He said: “Our department’s only duty is to collect taxes, yet the Government has to think about taxes in different ways. Thus, it (tax amnesty) will develop the decreasing foreign exchange rates in the country.”
Efficacy of tax amnesty in Sri Lanka
As per the explanation given by leading audit firm Ernest and Young (EY) in 2016, a tax amnesty is a limited-time opportunity for a specific group of taxpayers to pay a defined amount (redemption fees) in exchange for “forgiveness” of their tax liabilities (including interest and penalties) from a previous tax period without fear of criminal prosecution. Sharing details from its publicfinance.lk platform with The Sunday Morning, an official from Verite Research stated that Sri Lanka has had a history of providing frequent tax amnesties from 1964 till 2009.

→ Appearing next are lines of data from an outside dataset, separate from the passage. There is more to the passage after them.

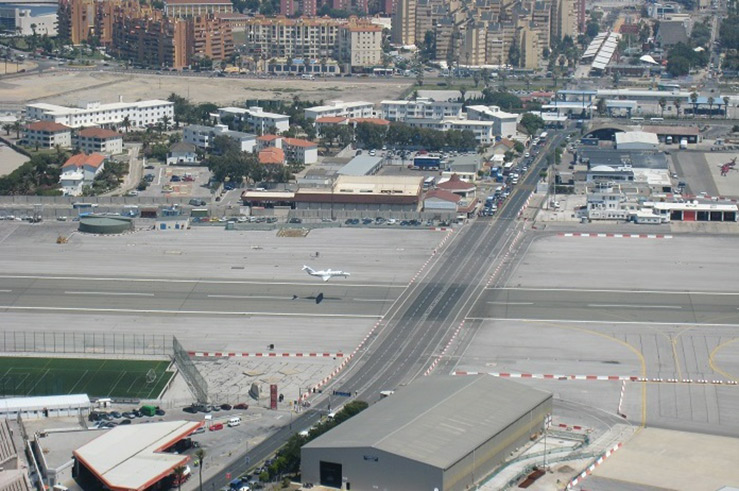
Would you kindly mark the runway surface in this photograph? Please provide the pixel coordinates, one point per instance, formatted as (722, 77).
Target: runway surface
(194, 297)
(656, 307)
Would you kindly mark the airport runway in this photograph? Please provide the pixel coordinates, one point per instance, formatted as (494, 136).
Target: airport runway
(423, 318)
(627, 306)
(195, 297)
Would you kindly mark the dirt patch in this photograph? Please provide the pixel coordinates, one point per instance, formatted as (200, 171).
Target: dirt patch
(72, 88)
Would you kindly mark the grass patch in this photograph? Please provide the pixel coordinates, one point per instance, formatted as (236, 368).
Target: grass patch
(135, 379)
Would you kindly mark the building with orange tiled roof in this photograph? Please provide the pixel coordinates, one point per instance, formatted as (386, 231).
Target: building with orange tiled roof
(100, 140)
(272, 156)
(296, 149)
(79, 171)
(47, 134)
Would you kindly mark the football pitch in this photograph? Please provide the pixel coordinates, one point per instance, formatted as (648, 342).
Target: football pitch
(134, 379)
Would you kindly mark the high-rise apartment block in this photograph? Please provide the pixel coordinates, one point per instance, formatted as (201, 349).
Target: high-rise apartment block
(147, 36)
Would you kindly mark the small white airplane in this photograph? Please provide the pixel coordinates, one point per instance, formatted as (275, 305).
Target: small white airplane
(326, 274)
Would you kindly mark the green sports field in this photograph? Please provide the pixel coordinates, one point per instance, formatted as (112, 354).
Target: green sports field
(140, 379)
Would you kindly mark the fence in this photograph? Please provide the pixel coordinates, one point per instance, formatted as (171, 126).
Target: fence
(189, 372)
(88, 343)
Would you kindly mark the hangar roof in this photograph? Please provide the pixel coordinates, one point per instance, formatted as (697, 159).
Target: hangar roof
(436, 420)
(132, 457)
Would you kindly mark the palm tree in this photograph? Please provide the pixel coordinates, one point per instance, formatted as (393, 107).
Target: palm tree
(179, 472)
(726, 106)
(17, 126)
(126, 123)
(200, 454)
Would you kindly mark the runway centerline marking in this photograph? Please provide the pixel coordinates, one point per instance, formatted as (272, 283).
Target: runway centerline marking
(112, 294)
(510, 303)
(186, 312)
(255, 297)
(628, 306)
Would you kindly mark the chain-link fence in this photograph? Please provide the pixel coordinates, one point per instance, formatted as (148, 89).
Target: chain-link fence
(189, 372)
(87, 343)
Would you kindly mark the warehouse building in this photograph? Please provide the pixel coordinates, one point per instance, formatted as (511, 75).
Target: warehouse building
(443, 433)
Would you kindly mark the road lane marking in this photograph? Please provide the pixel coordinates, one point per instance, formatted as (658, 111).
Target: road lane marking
(510, 303)
(187, 312)
(628, 306)
(112, 294)
(205, 282)
(252, 297)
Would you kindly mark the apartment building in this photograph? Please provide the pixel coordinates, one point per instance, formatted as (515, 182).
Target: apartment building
(99, 140)
(280, 37)
(360, 45)
(421, 108)
(203, 136)
(357, 109)
(404, 23)
(47, 134)
(504, 123)
(139, 114)
(196, 8)
(261, 120)
(210, 37)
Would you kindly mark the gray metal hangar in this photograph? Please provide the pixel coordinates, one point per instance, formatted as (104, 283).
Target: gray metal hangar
(439, 433)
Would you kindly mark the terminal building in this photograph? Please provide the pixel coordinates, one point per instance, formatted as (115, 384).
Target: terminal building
(133, 457)
(438, 433)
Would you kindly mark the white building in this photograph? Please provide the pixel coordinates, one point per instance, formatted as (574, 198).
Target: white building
(203, 136)
(263, 121)
(505, 123)
(421, 108)
(79, 171)
(100, 140)
(636, 140)
(47, 134)
(140, 114)
(19, 20)
(357, 109)
(296, 149)
(483, 130)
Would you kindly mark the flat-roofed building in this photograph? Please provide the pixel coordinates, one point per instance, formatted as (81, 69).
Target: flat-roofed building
(358, 109)
(261, 120)
(139, 114)
(47, 134)
(350, 194)
(193, 8)
(444, 433)
(100, 140)
(134, 457)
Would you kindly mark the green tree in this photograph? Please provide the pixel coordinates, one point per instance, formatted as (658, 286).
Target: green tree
(531, 123)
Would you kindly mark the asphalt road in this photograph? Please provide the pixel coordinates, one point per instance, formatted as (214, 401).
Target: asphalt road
(609, 306)
(161, 297)
(421, 320)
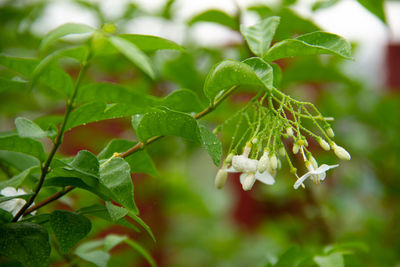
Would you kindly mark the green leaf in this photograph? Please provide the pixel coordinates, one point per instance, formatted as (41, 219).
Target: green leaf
(310, 44)
(63, 30)
(376, 7)
(25, 242)
(18, 179)
(23, 196)
(138, 162)
(102, 212)
(211, 144)
(227, 74)
(142, 251)
(259, 36)
(11, 85)
(24, 145)
(97, 257)
(86, 163)
(27, 128)
(116, 213)
(133, 53)
(216, 16)
(183, 100)
(263, 70)
(143, 224)
(116, 176)
(69, 228)
(18, 160)
(98, 111)
(332, 260)
(113, 93)
(168, 122)
(150, 43)
(51, 75)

In a latest study on the tax amnesties, publicfinance.lk mentions: “Tax amnesties provided until 2003 were mainly focused on income tax or foreign exchange. However, from 2003 onwards, tax amnesties also covered a range of taxes, including income tax, VAT, Wealth and Gifts Tax, GST (Goods and Services Tax), ESC (Economic Service Charge), NBT (Nation-Building Tax), Betting and Gaming Levy, and Stamp Duty.”
Furthermore, according to a quantitative study conducted on the effectiveness of tax amnesties in Sri Lanka by R.M. Jayasinghe in 2010, past tax amnesties in Sri Lanka have not translated into higher income tax revenue or large tax files, according to publicfinance.lk.
Sharing his views with The Sunday Morning on the Government’s move to introduce the Tax Amnesty Bill, former Central Bank Deputy Governor Dr. W.A. Wijewardena said that in Sri Lanka, tax amnesty has been a common feature of all the governments.
He said: “The first Tax Amnesty Bill was introduced by Dr. N.M. Perera in 1971; subsequently, by former Finance Minister Ronnie de Mel during President J.R. Jayawardene’s time; Nanina Marikkar, again during J.R.’s time; D.B. Wijetunga introduced this during President (Ranasinghe) Premadasa’s time; and former President Chandrika Bandaranaike Kumaratunga also came up with a Tax Amnesty Bill.”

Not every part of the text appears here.